I never wanted it to turn out this way. I never guessed, I never thought …
(she cried and wailed)
I never thought it would turn out like this. It’s all gone wrong.
(she shook and begged)
I never even thought to ask.
There’s a tulip in my hand, but it’s not exactly freshly picked. It’s made of badly dyed cloth. I don’t know if she hated fake flowers. Maybe I’m committing a cardinal sin in her eyes. Well, she never told me. I don’t know anything. Is that my fault?
I stare at the sky, and it’s blue, it’s not grey or white or black. There are some clouds in it. I could say they’re wispy and fragile like lace, but really, in the end, when you stop making these things so important, they’re only clouds and nothing more. Perhaps they’re something less.
They told me I should be crying but honestly? I can’t. All I can do is stand there, numb, and I don’t even feel the urge to cry.
Pathetic, isn’t it.
So I lean down and drop the tulip on her grave and I don’t feel a thing. I poke it with my shoe. There is a warning movement at my side, and I draw my foot back. The fake flower rolls into the dirt.
I didn’t want it to be like this.
It’s not even my fault. Why did it turn out this way?
The breeze whispers past and the trees rustle, but nothing moves the memorial carved in shining granite at my feet.

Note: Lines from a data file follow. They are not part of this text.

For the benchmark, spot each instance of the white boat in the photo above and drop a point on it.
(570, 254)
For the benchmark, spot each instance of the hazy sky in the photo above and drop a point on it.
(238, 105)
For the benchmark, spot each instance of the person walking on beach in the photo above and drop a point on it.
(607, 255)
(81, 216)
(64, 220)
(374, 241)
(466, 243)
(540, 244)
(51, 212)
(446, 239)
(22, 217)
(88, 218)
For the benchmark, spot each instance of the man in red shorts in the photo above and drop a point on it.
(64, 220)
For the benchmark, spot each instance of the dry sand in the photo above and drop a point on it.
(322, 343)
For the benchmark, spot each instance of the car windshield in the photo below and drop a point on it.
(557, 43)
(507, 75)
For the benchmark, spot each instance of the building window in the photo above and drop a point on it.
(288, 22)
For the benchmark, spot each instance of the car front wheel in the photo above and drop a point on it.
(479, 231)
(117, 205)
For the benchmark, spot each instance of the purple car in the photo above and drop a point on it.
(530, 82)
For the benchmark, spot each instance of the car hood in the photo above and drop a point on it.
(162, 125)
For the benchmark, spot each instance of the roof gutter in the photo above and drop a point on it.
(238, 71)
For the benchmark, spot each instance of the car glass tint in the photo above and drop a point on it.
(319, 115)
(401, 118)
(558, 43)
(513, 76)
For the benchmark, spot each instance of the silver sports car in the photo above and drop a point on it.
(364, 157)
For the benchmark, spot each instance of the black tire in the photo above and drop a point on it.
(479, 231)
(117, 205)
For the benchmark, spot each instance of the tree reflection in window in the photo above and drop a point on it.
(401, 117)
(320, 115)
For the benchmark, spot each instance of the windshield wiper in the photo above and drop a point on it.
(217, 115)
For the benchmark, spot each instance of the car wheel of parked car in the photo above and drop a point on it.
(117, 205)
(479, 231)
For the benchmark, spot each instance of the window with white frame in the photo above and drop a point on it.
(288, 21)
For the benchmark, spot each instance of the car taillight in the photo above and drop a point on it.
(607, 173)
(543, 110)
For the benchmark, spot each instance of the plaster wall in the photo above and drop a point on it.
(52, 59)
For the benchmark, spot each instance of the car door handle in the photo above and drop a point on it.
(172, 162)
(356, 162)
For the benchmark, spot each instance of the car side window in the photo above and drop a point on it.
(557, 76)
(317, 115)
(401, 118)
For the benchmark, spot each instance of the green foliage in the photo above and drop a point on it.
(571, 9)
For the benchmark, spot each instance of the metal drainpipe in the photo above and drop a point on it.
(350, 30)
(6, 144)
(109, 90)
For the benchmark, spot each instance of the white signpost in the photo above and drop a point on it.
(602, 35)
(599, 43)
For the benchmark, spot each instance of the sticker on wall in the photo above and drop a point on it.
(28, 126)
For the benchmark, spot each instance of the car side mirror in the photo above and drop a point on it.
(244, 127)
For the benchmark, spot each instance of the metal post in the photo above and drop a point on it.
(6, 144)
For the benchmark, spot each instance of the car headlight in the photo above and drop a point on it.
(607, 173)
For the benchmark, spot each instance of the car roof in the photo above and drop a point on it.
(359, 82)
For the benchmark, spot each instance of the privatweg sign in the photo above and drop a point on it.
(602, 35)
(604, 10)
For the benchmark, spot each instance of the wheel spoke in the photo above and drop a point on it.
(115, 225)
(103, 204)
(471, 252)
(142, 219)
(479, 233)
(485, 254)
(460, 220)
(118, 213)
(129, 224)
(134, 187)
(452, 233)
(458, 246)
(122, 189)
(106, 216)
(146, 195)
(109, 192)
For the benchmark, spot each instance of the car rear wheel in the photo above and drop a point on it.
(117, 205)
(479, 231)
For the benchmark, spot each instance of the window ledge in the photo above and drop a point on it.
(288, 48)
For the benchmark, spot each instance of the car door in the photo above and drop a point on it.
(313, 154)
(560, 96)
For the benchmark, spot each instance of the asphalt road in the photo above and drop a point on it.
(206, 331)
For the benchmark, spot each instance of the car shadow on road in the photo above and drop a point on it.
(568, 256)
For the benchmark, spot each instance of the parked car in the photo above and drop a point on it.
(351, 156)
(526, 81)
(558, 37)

She’s dead, and I don’t even care. They say it’s my fault, and I don’t even care. Is there something wrong with me? They said there’s something wrong with me. It isn’t fair, it isn’t right, I didn’t want it to be like this, I didn’t want them to send me to prison and ruin my life. Once you’re in jail, that’s it. It’s a criminal record, it’s a stain on you for life. Why did it turn out like this? Why does it have to be this way?
I reach down and pick the tulip up, the pathetic apology that I don’t mean at all, and I put it back in my pocket.
I think I can hear the guard’s disgusted intake of breath. He didn’t mean for me to hear it. I don’t understand why. He feels contempt, so why not show it?
(she cried and wailed and shook and begged, but in the end, it didn’t matter, and I didn’t care.)